The two said hello again in the checkout line of another store where I had only a few things and kindly (albeit emphatically) declined a generous gentleman’s attempt to pay for my order. Ms. Witness totally tripped and fell down when the man questioned me after I said “that’s not necessary, no thank you,” with confusion likely all over my face. You see, in that moment, with all of my emotions spinning, I couldn’t explain that accepting his offer somehow felt like I was taking from others who needed it more. Even though, looking back, I also felt horrible for taking away his opportunity to help someone.
Tapas taps me on the shoulder over and over, nudging me to use this time at home to get working on the long list of projects I seem to keep putting off. I find myself thinking that although there is more flexibility in my schedule, it’s a struggle to make the time while still virtually doing my full time work as an educator along with the variety of part time work I do.
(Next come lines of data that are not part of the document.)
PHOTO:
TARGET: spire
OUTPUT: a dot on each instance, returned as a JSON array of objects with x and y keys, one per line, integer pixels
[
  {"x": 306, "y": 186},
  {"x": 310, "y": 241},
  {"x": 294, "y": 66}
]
I feel frustrated by this, but I know I want and need to give myself some down time and my eyes some social distance from the screens. And where does my asana practice fit in here when the classes I want to take are on a computer, too? Perhaps I need to rethink how I manage this flexible schedule and dedicate time to cultivating my own self-directed practice and spending some time using pencil and paper to draft my projects.
Ishvarapranidhana pops in to say “it’s me” all the time as I listen to my family tell me about what they’re doing. I hadn’t seen them for a long time even before this, and I have gotten myself all worked up about what they’ve shared. I have spent a fair amount of time watching myself chase a story my mind has fabricated, thinking “what if…?” I’ve spoken my thoughts, feelings, and suggestions, wondering if that’s welcome. Ultimately, I have to surrender and trust that all will be as it should be and remember that I have no control over anything but my own response. I know there is much to gain from this letting go.
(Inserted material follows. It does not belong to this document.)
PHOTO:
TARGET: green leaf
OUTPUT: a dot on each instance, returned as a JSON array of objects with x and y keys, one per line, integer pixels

I have also learned to release the belief that I’m a complete extrovert as Svadhyaya steps up. Throughout all of this, I’ve seen and heard many expressing how bored they are, how they wish they could be back to their typical day-to-day activities, and how much they want things back to “normal.” Without judgement and with much empathy for each individual’s situation, I send love and light to everyone who is feeling this way, yet, I notice the contrast as I contemplate my own feelings, which are surprisingly the opposite. All the while, I am here, alone but not lonely, completely enjoying this time in my home and seriously settling in to this slower paced “new normal.” Of course I don’t like the reason we’re here, but we are, and I’m okay.
The witness steps back and smiles here, curious, not caught up in anything, and says “This is so interesting!” I look within and consider that maybe I’m actually an introverted extrovert or even an extroverted introvert. There is always something new to learn about myself.
Right here, in my quiet contemplation there is no worry, no fear, no guilt and no shame about any of these stages I’ve passed through. I take a deep breath, and Santosha sets in.